Friday, June 15th, 2007 | All Things, Music

Instead of the McEwan film, I hopped the G from Greenpoint Avenue to Carroll Street. In my decades of riding the subway, this was farthest I’d ever ridden on the G, which is the only line in the system that does not enter Manhattan. We emerged in front of the Gowanus Yacht Club, and as we made our way towards the waterfront, picture-perfect brownstones along familiar-looking streets gave way to warehouses, until at last we reached our destination: the non-profit Issue Project Room.

The performance tonight was a last hurrah of sorts for this entirely distinctive performance space off the Carroll Street Bridge; the IPR, which since June 2005 has been devoted to innovative projects and multidisciplinary, experimental art and cultural events, will be closing on June 30 due to landlord issues and a pending shutdown of the canal for cleanup. We entered in through an imposing black metal gate, hung with a wooden arts-and-crafts style sign and entered a field of gravel, grass, weeds and trees alongside the brown-green waters of the Gowanus Canal.

Gowanus Canal

The performance space itself is a two-story converted oil silo; another adjacent silo houses artists studios. We entered the ground floor bar, past the large metal dumpster, where IPR volunteers were pumping out plastic cups of Brooklyn’s finest beer from a keg. No, we were informed emphatically: not Brooklyn Brewery, but Six Point Craft Ales – “We are 100% Brooklyn!”

It was still a bit early for the show, so we joined the others (including Reuters alum TN) in the waning sun.

Issue Project Room

Issue Project Room

Issue Project Room

Showtime: we climbed up an exterior metal staircase to reach a bare circular space, dotted overhead with the most unique sound set-up I’d ever seen. The 16-channel hemispherical speaker system is the brainchild of artist/composer Stephan Moore and tonight it served as the ultimate showcase for IPR’s final series: “Points in a Circle.”

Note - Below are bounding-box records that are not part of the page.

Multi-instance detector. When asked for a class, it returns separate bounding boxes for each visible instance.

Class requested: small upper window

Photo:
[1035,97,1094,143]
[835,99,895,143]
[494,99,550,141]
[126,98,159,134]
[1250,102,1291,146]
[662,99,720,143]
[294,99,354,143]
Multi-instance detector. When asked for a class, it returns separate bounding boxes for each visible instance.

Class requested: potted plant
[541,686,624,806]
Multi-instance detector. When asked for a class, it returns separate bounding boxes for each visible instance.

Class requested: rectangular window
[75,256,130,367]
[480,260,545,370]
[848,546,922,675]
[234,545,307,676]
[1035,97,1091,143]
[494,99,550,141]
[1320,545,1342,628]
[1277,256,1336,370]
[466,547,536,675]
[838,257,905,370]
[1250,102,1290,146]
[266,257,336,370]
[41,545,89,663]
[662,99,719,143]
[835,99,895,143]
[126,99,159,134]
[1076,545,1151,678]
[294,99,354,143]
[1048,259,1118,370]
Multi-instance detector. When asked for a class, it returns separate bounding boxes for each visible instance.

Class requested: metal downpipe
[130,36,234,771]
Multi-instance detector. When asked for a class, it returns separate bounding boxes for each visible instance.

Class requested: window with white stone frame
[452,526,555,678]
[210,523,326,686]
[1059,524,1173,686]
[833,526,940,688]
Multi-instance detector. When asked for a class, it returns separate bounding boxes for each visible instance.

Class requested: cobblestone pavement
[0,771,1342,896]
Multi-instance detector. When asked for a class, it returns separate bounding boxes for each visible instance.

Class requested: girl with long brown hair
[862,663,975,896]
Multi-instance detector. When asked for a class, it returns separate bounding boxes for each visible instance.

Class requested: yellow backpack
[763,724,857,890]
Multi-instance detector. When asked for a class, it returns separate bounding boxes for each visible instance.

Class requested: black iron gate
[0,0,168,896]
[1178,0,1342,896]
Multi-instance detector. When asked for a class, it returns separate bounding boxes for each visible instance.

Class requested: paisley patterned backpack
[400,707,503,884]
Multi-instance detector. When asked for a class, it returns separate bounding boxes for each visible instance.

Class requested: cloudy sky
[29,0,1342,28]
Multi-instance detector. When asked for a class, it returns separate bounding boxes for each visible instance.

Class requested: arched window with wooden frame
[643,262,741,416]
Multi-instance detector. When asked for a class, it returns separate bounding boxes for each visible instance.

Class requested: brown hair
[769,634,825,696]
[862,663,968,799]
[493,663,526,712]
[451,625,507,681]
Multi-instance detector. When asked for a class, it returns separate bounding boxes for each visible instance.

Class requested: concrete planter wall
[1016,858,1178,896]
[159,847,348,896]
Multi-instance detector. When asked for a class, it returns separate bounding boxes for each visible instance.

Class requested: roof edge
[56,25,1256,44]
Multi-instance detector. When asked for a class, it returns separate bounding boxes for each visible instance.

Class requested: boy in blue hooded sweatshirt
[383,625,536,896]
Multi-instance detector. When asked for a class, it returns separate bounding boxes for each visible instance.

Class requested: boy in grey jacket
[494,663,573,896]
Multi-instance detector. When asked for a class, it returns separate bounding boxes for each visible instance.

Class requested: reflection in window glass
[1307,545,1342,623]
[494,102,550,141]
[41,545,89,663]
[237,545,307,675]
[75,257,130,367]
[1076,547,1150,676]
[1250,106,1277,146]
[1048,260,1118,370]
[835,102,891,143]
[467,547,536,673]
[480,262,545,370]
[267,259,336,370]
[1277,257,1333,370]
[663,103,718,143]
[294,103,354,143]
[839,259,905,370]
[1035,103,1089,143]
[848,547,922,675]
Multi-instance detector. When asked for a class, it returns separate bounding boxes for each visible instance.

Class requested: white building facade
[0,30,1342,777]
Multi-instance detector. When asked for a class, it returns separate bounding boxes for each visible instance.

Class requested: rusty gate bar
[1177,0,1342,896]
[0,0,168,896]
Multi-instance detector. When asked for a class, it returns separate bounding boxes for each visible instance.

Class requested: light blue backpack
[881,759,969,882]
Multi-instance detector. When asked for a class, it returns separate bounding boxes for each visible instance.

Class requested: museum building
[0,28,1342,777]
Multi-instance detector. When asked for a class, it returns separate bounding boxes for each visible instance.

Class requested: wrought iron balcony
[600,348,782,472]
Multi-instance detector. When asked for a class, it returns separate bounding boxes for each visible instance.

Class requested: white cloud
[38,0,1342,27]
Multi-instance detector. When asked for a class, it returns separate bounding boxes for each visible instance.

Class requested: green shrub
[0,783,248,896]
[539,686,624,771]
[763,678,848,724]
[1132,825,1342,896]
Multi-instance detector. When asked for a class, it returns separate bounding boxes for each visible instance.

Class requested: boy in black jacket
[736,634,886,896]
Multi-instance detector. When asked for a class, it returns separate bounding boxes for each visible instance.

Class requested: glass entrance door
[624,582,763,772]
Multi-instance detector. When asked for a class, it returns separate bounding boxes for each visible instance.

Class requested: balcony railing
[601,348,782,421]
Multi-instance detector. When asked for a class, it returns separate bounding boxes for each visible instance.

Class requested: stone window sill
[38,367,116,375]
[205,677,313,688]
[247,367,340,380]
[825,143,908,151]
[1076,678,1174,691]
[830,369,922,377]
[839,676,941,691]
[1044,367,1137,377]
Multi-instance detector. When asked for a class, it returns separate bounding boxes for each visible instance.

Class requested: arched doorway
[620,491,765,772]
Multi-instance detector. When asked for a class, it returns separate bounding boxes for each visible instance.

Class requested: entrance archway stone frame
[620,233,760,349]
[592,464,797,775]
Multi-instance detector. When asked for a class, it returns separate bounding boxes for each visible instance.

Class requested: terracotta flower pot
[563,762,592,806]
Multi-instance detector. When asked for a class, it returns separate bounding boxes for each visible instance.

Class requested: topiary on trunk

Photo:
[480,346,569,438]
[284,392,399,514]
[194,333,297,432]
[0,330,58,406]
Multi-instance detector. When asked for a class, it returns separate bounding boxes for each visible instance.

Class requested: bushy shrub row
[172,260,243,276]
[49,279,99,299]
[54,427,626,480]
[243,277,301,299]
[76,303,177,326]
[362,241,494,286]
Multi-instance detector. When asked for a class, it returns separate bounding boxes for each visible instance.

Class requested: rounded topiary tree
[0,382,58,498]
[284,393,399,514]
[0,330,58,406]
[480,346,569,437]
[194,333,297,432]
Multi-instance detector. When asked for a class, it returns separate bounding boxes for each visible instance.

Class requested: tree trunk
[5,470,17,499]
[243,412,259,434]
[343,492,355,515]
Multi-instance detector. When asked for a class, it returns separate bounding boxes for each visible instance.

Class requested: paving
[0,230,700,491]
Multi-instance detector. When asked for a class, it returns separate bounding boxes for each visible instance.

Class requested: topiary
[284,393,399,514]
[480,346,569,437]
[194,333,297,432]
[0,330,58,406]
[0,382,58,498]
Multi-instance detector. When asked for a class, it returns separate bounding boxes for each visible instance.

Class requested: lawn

Performing tonight were Ikue Mori (best known as drummer and founder of early 80s no-wave group DNA) and composer/performer Keith Fullerton Whitman (whom I knew under the moniker Hrvåtski from the first mix tape B ever made me.)

Over the next hour and a half, the ceiling-suspended speakers sent waves of familiar and unfamiliar electronic sounds bouncing and radiating through the room. About a hundred people sat immobile in the dimmed space, eyes closed, reveling in the aural experience.